しかし仮にスキームが身についたとしても被災直後は情報の需要が情報の供給を上回り、誰もが飢餓状態になる。それが流言やデマを生む素地になる。そこで荻上氏は「政府や自治体、メディアがタイムラグなく透明な情報を公開して、情報の需給ギャップを供給側が埋める努力をするべき」と指摘する。
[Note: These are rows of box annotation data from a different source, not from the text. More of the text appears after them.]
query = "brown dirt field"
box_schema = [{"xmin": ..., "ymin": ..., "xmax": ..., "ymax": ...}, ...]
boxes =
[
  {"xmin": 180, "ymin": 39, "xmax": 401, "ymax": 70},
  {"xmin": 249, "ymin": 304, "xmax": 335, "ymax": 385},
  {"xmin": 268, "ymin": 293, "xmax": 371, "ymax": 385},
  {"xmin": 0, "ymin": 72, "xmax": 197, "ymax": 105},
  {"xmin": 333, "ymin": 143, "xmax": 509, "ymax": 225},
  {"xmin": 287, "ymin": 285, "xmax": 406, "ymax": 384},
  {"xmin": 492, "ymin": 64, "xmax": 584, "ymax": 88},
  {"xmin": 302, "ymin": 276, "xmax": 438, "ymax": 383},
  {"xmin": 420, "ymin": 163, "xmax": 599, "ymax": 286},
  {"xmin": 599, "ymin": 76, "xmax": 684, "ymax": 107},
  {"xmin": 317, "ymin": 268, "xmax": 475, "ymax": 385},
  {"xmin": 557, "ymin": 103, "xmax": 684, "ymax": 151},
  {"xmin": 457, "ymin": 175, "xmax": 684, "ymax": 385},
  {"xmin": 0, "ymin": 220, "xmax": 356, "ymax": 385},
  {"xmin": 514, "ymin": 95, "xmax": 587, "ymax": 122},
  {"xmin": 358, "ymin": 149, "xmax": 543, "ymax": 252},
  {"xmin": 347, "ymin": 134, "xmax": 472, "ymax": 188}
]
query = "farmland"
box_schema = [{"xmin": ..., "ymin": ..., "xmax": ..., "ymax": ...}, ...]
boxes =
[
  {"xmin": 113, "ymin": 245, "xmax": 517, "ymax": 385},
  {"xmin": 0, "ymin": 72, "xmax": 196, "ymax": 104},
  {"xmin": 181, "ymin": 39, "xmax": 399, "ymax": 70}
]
その一方で個人としては流言・デマを完全に防ぐことは不可能と心得て、それが善意からであっても安易にリツイートしない自制心が求められる。「間違った情報は、だいたい30分くらい待つと、他のユーザーから訂正が入ることが多い」(中村氏)というから、一呼吸おいてみるのもいいだろう。また、情報を発信するときはソースを示すなど、誰でも情報を検証できるような手がかりを示すことも必要だ。
情報弱者であることに負い目を抱く必要はない。「メディア大変革による騒ぎ」が収まれば誰もが何らかの情報機器を扱えるようになり、情報が得られないというレベルの「情報弱者はいなくなる」(中村氏)からだ。その代わり、誰もが情報を扱うようになると、情報発信の責任の重さに思いが至らず、みんなが誤った情報を垂れ流す「情報加害者」になるリスクも高くなる。
「単に騙されない人のことを情報強者というわけではなく、正しい情報を発信するというノーブレス・オブリージュ(強者の義務)を果たすことのできる人が真の情報強者」(荻上氏)であるという自覚が求められる時代に、私たちは生きている。